M. Jean-Jacques Hyest, président. - Les recrutements ont longtemps été erratiques. Il n'y a eu aucune gestion prévisionnelle au ministère de la Justice pendant trente ans. Les chiffres présentés ici sont troublants. Anticipe-t-on les départs à la retraite ? Ces variations sont très gênantes, y compris pour les candidats aux concours. Il serait préférable d'avoir une vision à cinq ans. Est-ce l'influence de Bercy qui se fait sentir ?
M. Yves Détraigne, rapporteur. - Les premières lignes du tableau traduisent les effets de la loi d'orientation mais, si nous avons connu une augmentation des effectifs, nous risquons aujourd'hui de noter une baisse.
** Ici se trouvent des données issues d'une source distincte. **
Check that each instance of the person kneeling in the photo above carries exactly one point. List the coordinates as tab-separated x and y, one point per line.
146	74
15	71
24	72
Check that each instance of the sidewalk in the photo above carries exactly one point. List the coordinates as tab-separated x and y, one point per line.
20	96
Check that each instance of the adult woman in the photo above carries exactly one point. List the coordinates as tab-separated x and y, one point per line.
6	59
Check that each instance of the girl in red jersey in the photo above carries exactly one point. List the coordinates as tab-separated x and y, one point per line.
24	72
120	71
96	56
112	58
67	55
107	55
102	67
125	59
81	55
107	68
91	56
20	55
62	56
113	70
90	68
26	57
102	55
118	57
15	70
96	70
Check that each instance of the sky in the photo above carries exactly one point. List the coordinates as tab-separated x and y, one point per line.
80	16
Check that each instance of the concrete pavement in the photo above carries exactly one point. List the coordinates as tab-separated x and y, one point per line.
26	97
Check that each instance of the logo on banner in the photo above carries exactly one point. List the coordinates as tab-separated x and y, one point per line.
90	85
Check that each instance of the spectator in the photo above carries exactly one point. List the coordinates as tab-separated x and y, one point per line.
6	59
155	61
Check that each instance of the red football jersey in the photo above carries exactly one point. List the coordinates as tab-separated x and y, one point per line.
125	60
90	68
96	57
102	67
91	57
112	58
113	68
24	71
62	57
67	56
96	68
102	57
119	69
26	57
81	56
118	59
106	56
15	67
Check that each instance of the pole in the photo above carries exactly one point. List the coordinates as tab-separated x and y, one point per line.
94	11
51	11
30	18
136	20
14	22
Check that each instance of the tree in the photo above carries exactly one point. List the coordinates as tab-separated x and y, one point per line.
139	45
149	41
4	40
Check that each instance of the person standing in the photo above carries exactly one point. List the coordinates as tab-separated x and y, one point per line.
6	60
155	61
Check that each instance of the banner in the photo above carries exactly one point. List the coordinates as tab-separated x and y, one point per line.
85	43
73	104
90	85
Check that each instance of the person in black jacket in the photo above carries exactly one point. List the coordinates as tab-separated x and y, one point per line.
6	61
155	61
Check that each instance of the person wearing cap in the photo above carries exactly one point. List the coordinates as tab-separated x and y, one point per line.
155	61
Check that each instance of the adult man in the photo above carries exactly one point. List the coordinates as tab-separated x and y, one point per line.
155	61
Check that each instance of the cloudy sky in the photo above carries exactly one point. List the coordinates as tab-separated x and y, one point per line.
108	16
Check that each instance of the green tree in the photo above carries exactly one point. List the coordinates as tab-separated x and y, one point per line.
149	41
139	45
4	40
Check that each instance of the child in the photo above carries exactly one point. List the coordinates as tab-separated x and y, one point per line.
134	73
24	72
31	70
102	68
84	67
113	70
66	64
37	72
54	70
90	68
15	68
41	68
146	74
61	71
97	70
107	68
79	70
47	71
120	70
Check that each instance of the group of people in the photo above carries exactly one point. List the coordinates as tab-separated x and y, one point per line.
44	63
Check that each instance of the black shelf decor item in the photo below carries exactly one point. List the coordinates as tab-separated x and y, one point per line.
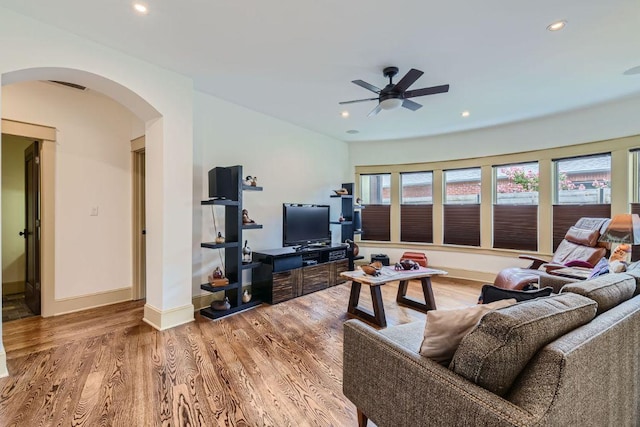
352	223
230	196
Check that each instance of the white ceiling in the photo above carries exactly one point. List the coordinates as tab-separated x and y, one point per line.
295	59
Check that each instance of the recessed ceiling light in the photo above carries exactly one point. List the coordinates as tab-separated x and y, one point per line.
632	71
141	8
557	26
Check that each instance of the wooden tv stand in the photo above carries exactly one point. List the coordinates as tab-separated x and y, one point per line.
285	273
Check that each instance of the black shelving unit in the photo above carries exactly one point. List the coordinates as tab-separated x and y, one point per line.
352	218
233	264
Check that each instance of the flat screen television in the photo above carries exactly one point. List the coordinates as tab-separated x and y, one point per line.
305	224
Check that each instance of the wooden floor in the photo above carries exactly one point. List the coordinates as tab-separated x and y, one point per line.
275	365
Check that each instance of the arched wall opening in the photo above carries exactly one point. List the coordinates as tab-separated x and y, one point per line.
159	301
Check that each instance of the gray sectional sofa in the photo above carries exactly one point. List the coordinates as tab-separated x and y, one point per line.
587	375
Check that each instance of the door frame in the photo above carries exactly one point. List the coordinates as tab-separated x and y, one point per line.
47	136
139	287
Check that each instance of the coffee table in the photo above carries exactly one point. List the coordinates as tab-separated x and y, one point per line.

M. Bernard Frimat. - Un calcul de brigand montre que pour la période 2011-2019, on en est à 2 500 départs en retraite, 2 000 en tenant compte du recul de deux ans de la limite d'âge. Il faudrait que le gouvernement applique la logique du deux remplacements pour un départ... ! Notre rapporteur sera attentif aux chiffres du prochain budget. Le ministre met en avant l'informatisation mais pour analyser un dossier, il faut aussi que les neurones fonctionnent.
M. Jean-Jacques Hyest, président. - Quel que soit l'âge...
Le texte du projet de loi organique est adopté sans modification.
M. Jean-Jacques Hyest, président. - Mardi, nous auditionnerons Mme Marie-Luce Penchard, ministre chargée de l'outre-mer, sur les projets de loi sur Mayotte et aurons mercredi le rapport sur ces textes et le rapport sur la simplification du droit. J'ai demandé aux commissions pour avis de déposer leurs amendements sur ce texte complexe avant mercredi pour que nous les intégrions.
M. Jean-Pierre Sueur. - Aurons-nous tous les rapports ?
M. Jean-Jacques Hyest. - Non, mais nous aurons les amendements qui seront déposés auprès de nous le mardi.
M. Jean-Pierre Sueur.- La circonférence de ce texte étant partout et son centre nulle part, en lire les 200 articles n'est déjà pas une mince affaire. Si nous avons à 9h30 une épaisse liasse d'amendements...
M. Jean-Jacques Hyest, président. - Les rapporteurs pour avis seront là. Il faudrait peut-être néanmoins commencer à 9 heures.
M. Jean-Claude Peyronnet. - On n'en est plus à une codification à législation constante.
M. Jean-Pierre Sueur. - La machine à ajouts était en marche à l'Assemblée ...
M. Jean-Jacques Hyest, président. - Nous commencerons à 9 heures.